Bugüne kadar her şeyi görmezden geldik. Boşvercilik, bencillik içimize sindi. Yokluğu paylaştık. Uçurtmanın ipini saldık gitti. Matematiği yeniden keşfederek 1300 rakamının 1500 rakamından büyük olduğuna inandırıldık. Sırf Kılıçdaroğlu söyledi diye.

Bu davranışlarımız hayvanlar alemini bile şaşırttı. Kendini kedi sanan fil yavruları yarattık. Geçen gün TV'lerde kuşları avlama peşindeydi.

Bilirsiniz tıp dünyasında kalp ameliyatlarında ayaktan (bacaktan) alınan damarlar kalbe takılır. Adamların huyları değişir. Yürümeye alışkın damar, birden sevginin, saygının, nefretin, kinin beslendiği organa takılmıştır. Türkiye'de de ayakların kalbe girdiği bir dönem yaşanmaktadır. Toplumumuzun derdi dağlardan büyükken; arkadan dolaşanlar, alçaklar ve iftiracılar sahte senaryoları ile iş başındadır.

Yakın geçmişimizdeki yazar, çizer, gazeteci ve aydına yapılan geçmişe çalım atma davaları bir yığın yıkım ve tahribattan sonra tersine döndü. Sonuçta tarihe çalım atılamadı, ama bu değerlerden ölenler öldüğüyle, yıkılanlar yıkıldığıyla kaldı. İnsan hayatıyla, onuruyla, ekmeğiyle ve emeğiyle oynamanın hiçbir dinde tanımı yoktu veya ben bilmiyordum. Sonucunda çıkarların dayanışması ve vatandaşın güvenine ihanet sıradanlaştı.
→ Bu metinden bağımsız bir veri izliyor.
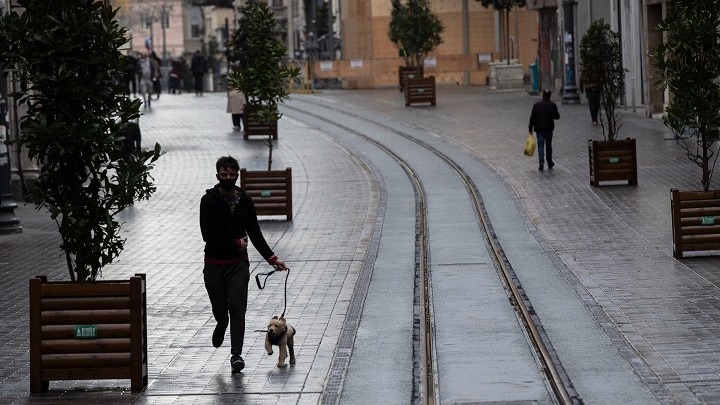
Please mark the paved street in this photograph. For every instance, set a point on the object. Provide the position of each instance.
(612, 244)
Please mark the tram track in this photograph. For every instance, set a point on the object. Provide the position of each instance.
(428, 390)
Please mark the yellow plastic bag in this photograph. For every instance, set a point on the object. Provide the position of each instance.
(530, 145)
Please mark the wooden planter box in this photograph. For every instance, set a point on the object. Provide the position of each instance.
(695, 220)
(251, 126)
(88, 331)
(405, 72)
(421, 90)
(271, 191)
(612, 161)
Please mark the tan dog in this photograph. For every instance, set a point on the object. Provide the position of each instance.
(280, 334)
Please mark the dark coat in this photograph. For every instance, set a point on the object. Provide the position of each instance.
(543, 116)
(221, 228)
(198, 65)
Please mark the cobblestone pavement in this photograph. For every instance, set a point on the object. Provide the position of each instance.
(615, 240)
(335, 204)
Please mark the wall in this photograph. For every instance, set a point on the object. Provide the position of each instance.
(364, 35)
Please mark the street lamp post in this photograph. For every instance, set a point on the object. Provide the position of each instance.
(570, 95)
(9, 223)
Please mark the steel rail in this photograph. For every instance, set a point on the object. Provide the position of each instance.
(563, 391)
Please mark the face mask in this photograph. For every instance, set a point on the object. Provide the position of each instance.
(227, 184)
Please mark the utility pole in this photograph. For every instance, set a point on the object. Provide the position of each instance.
(165, 19)
(570, 95)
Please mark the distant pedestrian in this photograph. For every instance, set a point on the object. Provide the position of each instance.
(130, 74)
(175, 77)
(542, 121)
(133, 137)
(592, 91)
(235, 105)
(198, 66)
(147, 69)
(157, 86)
(227, 219)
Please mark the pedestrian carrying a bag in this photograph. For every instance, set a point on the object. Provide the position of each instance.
(530, 145)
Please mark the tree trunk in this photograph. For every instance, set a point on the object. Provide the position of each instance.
(706, 169)
(269, 152)
(507, 35)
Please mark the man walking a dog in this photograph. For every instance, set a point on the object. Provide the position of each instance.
(227, 219)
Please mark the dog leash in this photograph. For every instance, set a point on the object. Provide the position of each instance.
(268, 274)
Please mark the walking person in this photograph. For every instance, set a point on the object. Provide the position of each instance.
(157, 86)
(592, 91)
(198, 66)
(147, 69)
(227, 219)
(130, 74)
(235, 105)
(542, 121)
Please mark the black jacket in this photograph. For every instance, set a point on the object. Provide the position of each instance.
(221, 228)
(543, 116)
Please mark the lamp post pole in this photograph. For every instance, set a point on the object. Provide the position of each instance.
(570, 95)
(9, 223)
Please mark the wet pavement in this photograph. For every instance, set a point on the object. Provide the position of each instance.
(612, 243)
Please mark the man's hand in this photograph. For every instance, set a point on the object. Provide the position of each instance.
(279, 265)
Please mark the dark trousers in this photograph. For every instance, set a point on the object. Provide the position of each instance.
(594, 102)
(198, 84)
(227, 288)
(237, 119)
(545, 146)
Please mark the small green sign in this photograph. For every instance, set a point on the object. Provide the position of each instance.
(707, 220)
(85, 331)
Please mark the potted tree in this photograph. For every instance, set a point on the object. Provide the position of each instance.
(416, 32)
(512, 73)
(689, 65)
(261, 72)
(65, 55)
(601, 65)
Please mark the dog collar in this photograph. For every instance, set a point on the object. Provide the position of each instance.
(276, 339)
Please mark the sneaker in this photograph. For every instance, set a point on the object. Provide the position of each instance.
(237, 363)
(219, 333)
Gazete ve TV haberleri de umutsuz gözüküyor. Kente gözyaşları kokusu sindi, 9 yaşındaki Veysel barış için öldü, bizlere gerekli dersleri vererek. Umuda ve barışa kurşun işlemez çığlıklarıyla.

Küçük yaşlardan beri kendimizi keşfederek kodladığımız beyin CD'lerimizde; barış, sevgi ve saygı vardı. Emeğe ve ekmeğe saygıyı, özgürlüğü, adaleti, demokrasiyi ve tam bağımsızlığı beyin CD'lerimize kaydetmiştik. Tabi bunların simgesi Atatürk'tü. Beyin CD'lerimizde kin, nefret, etnisite, mezhepçilik, hırsızlık ve edepsizlik yoktu. Bunları da yaşamımızın her alanında yansıtmaya çalıştık.

'Allah razı olsun' ve 'Çok şükür' yozlaşmış fütüvvet örgütünden de değildik. Yurdunu, kentini ve insanını sevenlerdendik.

1300'ü, 1500'den büyük gören çoğunluğu matematikteki yeni icatlarından dolayı Nobel ödüllerine aday gösteriyorum. İnşallah üçün birini alırlar.